The main failure mode of the solid state relay is to close permanently, switching on the power to the connected device and leaving it on. Which would result in a burned out element and a possible short there. Given the easy availability of spares for the Classic, then definitely fix it (or post on here a while more and then sell it as a fixer-upper).


----------



## MartinB (May 8, 2011)

Could be many things. Have a sniff around the internals (literally!) and get some pics up.


----------



## El carajillo (Mar 16, 2013)

Remove the switch retaining clip and pull the switch bank forward. Carefully examine the area where the clip touched the switch for any signs of burning / scorching.

With the M/ch UNPLUGGED.


----------



## Winny (Feb 4, 2020)

Many thanks for the comments and suggestions, I'll investigate further and let you know what I find.


----------



## Winny (Feb 4, 2020)

Hi,

I've disconnected the switch and there are no obvious signs of scorching there, though a lot of the plastic connector covers have fallen to bits, having gone brittle with age. The brew temp light had stopped working years ago.

What has caught my eye is the component below which looks like it may have been charred, it's relatively new as it came with the PID kit. Does it look suspicious?

If I were to do some testing, by reconnecting things one by one, are we talking about reconnecting to the switch, and if so what might be a sensible order to reconnect (whilst ensuring the lose ends are all insulated)?

Cheers for any help ?


----------



## El carajillo (Mar 16, 2013)

The charred connection is the brew temperature to the PID, in addition to the charring there is white powder on the cable. Have you spilt any liquid / coffee on the top plate ?

Carefully peel off the red sleeve and examine condition. What is the loose floating connector (top R of photo)

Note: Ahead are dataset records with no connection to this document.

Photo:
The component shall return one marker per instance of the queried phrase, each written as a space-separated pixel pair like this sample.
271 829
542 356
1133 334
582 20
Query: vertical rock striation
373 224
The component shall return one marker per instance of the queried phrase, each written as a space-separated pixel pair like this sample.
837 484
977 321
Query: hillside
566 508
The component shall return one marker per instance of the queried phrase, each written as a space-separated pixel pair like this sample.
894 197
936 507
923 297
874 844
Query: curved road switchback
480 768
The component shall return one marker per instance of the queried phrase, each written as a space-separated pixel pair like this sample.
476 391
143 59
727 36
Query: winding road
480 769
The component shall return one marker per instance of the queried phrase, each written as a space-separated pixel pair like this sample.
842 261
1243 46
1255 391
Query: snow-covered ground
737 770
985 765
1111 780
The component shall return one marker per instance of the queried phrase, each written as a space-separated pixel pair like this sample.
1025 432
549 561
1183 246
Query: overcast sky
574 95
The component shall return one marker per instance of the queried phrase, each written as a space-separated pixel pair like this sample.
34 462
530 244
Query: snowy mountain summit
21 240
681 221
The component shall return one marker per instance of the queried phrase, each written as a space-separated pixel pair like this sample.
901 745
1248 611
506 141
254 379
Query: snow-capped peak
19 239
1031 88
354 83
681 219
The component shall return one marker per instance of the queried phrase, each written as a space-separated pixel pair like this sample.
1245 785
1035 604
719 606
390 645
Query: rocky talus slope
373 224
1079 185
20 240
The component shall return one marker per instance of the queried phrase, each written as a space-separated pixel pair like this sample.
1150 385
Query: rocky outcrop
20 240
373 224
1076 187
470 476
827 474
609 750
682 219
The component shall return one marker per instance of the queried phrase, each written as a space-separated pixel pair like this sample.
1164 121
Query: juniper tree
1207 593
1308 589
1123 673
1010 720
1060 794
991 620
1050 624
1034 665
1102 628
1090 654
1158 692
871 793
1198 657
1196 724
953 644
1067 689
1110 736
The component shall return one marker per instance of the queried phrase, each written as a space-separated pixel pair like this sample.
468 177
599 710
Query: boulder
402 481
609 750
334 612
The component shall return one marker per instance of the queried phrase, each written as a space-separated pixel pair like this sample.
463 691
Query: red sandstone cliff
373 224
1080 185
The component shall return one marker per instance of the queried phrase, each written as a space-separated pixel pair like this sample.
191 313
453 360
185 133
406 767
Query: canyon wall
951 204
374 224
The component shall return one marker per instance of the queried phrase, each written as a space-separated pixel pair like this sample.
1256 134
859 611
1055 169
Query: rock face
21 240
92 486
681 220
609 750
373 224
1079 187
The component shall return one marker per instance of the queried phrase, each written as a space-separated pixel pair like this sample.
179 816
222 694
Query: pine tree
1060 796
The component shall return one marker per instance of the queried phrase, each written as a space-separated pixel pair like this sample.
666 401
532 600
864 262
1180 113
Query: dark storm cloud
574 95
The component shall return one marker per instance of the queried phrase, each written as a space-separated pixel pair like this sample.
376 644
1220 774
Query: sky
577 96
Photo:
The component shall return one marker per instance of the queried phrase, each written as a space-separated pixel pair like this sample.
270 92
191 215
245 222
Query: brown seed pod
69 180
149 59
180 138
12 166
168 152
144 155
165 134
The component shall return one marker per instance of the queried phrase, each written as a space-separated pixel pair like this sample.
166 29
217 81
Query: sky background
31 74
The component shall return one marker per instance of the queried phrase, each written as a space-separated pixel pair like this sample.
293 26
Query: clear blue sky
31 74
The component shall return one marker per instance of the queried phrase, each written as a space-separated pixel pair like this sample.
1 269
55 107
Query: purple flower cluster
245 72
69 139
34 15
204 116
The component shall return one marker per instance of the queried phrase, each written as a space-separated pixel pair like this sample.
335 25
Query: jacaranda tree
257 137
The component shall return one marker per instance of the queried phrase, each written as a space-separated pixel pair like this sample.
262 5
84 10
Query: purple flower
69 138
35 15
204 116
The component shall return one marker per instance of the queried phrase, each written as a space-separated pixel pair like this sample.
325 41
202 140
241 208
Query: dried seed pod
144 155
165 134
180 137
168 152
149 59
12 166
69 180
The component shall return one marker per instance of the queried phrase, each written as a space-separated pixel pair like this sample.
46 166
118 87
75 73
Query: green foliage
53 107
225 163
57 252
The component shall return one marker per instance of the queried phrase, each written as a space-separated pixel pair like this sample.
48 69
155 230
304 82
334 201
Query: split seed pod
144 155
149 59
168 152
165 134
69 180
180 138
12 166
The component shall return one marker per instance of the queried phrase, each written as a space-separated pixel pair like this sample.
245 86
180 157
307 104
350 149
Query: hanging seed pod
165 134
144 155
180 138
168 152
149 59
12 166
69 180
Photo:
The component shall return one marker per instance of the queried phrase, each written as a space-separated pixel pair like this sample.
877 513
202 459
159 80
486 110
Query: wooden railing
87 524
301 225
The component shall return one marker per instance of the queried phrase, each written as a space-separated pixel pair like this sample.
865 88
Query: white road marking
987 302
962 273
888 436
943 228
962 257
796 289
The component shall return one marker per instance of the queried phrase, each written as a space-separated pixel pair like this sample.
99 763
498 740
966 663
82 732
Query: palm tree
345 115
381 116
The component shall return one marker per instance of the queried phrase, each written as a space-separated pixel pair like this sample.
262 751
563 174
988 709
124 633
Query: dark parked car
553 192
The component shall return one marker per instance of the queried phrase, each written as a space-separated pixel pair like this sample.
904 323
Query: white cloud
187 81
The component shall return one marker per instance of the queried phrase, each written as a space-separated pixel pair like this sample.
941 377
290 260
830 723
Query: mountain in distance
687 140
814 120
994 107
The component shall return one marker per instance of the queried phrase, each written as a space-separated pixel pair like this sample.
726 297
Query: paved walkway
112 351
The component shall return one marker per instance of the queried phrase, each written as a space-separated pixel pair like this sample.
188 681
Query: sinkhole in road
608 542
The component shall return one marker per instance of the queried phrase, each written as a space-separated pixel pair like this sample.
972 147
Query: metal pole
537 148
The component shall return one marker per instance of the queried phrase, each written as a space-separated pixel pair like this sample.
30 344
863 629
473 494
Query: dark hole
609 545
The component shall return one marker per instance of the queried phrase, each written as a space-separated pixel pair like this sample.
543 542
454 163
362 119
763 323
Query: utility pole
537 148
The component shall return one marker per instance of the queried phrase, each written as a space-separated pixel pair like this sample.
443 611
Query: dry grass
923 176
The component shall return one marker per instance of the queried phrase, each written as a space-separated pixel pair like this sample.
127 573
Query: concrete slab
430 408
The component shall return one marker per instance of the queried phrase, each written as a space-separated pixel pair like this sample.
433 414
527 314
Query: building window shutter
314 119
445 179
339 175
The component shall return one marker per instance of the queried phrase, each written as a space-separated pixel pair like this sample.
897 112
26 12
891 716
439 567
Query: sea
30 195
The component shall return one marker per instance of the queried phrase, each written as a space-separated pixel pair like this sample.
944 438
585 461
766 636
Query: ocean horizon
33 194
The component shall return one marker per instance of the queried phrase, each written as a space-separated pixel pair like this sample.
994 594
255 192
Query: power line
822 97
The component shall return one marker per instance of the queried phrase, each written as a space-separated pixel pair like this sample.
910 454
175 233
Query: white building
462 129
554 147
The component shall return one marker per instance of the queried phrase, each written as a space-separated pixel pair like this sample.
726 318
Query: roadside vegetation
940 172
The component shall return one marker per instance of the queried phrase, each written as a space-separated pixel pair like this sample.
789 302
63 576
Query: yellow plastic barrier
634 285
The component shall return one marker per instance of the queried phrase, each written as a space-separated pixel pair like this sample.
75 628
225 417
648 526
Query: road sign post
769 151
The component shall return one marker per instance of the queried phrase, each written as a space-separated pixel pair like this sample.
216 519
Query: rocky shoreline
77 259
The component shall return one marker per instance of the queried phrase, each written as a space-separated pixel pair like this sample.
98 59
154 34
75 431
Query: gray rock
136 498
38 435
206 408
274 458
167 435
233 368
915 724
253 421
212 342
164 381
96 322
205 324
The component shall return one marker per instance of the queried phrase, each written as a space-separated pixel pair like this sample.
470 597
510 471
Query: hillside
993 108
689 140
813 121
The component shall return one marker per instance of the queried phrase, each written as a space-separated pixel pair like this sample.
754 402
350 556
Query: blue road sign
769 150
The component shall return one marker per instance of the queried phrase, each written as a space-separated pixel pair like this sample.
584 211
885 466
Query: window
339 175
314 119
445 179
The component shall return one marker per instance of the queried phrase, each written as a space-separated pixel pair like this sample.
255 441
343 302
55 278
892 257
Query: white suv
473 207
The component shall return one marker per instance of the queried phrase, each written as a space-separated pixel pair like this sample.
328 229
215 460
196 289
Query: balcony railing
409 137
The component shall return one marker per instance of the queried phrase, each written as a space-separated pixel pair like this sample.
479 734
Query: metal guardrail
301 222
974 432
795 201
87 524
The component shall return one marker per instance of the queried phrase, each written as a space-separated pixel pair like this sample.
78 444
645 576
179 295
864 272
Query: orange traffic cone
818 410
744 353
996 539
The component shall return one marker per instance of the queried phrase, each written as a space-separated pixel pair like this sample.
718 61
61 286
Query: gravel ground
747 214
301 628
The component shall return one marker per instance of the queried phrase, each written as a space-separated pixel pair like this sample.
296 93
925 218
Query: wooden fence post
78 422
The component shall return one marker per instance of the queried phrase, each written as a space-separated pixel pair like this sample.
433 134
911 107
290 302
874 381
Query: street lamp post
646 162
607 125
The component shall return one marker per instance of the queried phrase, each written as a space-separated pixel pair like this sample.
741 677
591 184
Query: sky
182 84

Had the M/ch been left on for a long time when you smelt the burning? Had you refilled the boiler (via the steam valve after last shot ?)


----------



## Winny (Feb 4, 2020)

Hi,

I'm not at home now so can't examine the machine until later, however, nothing was spilt as far as I'm aware. The machine had perhaps been on for an hour or two - it's usually on for several hours a day, and has been used like that for many years. It's on a timer, so comes on before we get up, goes off mid morning, comes on again for the evening, etc. We have never done anything specific to refill the boiler regardless of the last operation of the machine. I do tend to run the machine for a couple of seconds to wash out the shower plate after a shot.

I'll report back after examining and trying to peel back the red sleeve.

I've disconnected all the wires from the main switch, so the connector at the top right is one of those.


----------



## Winny (Feb 4, 2020)

Hi,

The red sleeve isn't going to budge without cutting it away. There's no white powder, just white wire insulation and reflections.


----------



## Winny (Feb 4, 2020)

Hi all,

It was easy to solve this mystery once I stopped looking inside the machine! ?


----------



## allikat (Jan 27, 2020)

Well, either that plug was making poor contact, or it indicates a bigger problem inside the machine. I'd hope for the former. New kettle lead and hope the issue goes away I guess.


----------



## lake_m (Feb 4, 2017)

Check the machine (Male) side power pins are not corroded and are making a good contact. Use emery cloth or fine sand paper to remove corrosion if you find any. Also check the male socket for damage.


----------



## Winny (Feb 4, 2020)

Thanks all.

The machine is working as normal now. The male part of the power connection seems to have got away with it and just needed a clean-out of charred debris. As I'd recently tipped the machine backwards to refit the shower screen, the cable must have come half loose at the time. Lesson learned!


----------